O Supremo virou o novo campo de batalha da política brasileira e, como sempre, o presidente Lula está no centro do fogo cruzado. A cadeira deixada por Luís Roberto Barroso ainda nem esfriou, e o país já está exausto da discussão sobre quem deve sentar ali.
Cada nome que surge é uma pequena tese sobre o Brasil. Jorge Messias, o “Bessias” da era Dilma, representa o PT raiz: fiel, disciplinado, com trânsito direto no Planalto e, curiosamente, evangélico. Um detalhe que, se viesse de outro campo político, renderia horas de indignação nas redes, como foi quando Jair Bolsonaro indicou André Mendonça por ser “terrivelmente evangélico”, o que é um péssimo critério para a escolha de um ministro. Mas para a militância, tudo o que vem do governo parece virtude. O problema é que Messias carrega na testa o selo da lealdade e o Supremo anda sensível a qualquer cheiro de aparelhamento.
Do outro lado está Rodrigo Pacheco, o mineiro que virou fiador institucional do país nos piores dias da República. Tem o respeito do Senado, é discreto, ponderado e amigo de Davi Alcolumbre, o verdadeiro operador dos destinos de Brasília. Mas Lula sabe fazer conta: se enviar Pacheco para o STF, perde o único aliado competitivo que o PT tem em Minas Gerais para 2026. E eleição, no Brasil, pesa mais que doutrina.
Aí entra Bruno Dantas, ministro do Tribunal de Contas da União, um nome que parece feito sob medida para quem quer evitar sustos. Tem boa relação com o mercado, com o Supremo e com o próprio Planalto. É como se fosse um “Centrão togado”, no melhor dos sentidos, porque não se aproxima de extremo nenhum. É o tipo de técnico que agrada a quem já cansou da militância de toga.
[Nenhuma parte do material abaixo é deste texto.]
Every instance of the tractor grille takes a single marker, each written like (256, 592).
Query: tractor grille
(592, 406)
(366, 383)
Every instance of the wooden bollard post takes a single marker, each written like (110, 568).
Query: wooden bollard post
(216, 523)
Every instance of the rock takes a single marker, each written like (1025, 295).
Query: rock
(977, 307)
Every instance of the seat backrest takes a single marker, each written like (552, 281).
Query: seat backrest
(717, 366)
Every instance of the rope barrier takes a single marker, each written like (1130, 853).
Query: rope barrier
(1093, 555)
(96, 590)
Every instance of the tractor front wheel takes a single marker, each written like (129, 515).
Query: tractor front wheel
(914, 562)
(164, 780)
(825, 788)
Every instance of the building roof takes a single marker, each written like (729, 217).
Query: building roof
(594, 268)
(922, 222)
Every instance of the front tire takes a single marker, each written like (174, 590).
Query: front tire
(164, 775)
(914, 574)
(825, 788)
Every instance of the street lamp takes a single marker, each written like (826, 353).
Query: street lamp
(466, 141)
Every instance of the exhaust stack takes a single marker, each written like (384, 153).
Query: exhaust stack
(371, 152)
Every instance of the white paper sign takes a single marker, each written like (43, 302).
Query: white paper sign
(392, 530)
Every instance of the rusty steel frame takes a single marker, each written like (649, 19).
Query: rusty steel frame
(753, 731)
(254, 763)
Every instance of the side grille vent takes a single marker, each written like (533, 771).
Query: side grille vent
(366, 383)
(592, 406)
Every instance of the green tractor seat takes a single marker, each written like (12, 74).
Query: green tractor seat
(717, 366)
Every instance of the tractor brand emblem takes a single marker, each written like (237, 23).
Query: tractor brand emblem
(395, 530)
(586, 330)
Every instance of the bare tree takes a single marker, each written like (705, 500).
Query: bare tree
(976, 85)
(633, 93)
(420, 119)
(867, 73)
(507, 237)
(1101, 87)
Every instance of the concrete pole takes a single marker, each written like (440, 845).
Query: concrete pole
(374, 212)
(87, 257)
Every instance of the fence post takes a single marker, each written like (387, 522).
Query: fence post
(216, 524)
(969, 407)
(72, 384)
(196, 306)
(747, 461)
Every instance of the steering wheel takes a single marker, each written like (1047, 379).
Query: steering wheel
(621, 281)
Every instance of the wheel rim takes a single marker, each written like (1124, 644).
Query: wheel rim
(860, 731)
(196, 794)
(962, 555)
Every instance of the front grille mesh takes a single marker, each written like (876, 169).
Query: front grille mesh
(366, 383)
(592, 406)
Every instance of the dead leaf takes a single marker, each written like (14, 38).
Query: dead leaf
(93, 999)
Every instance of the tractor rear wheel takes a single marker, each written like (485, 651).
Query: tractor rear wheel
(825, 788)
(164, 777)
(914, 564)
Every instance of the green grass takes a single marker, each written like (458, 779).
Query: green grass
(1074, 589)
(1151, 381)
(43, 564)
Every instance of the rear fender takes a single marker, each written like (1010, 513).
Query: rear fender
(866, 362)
Lula, como sempre, se vê dividido entre o coração, a cabeça e as urnas. Entre a fé de Messias, a política de Pacheco e a técnica de Dantas.
Há ainda a pressão legítima por uma mulher, lembrando que o STF teve apenas três ministras em mais de um século de existência. Mas, no fim, o que pesa mesmo é o fator humano, a confiança de Lula num nome que, uma vez lá, não vire uma nova fonte de surpresas.
O Supremo depois de Moraes, Barroso e Dino caminha para uma nova era. A dúvida é se será de conciliação ou de confronto, de sobriedade ou de espetáculo.
E talvez o sintoma mais revelador dessa crise seja o cansaço. Barroso ainda nem saiu da cadeira, e o país já suspira por um desfecho. Um lado quer uma mulher progressista, outro quer um técnico garantista, e o cidadão comum só queria alguém que não desse entrevista depois do julgamento.
Se Lula indicar Messias, dirão que é aparelhamento. Se escolher Pacheco, será conchavo. Se optar por uma mulher, dirão que é pressão. Resta Dantas, que talvez agrade por ser justamente o meio-termo num país que desaprendeu a gostar de meio-termo.
A essa altura, a vaga podia ser decidida por sorteio no TCU. Pelo menos seria mais rápido e, quem sabe, menos ideológico.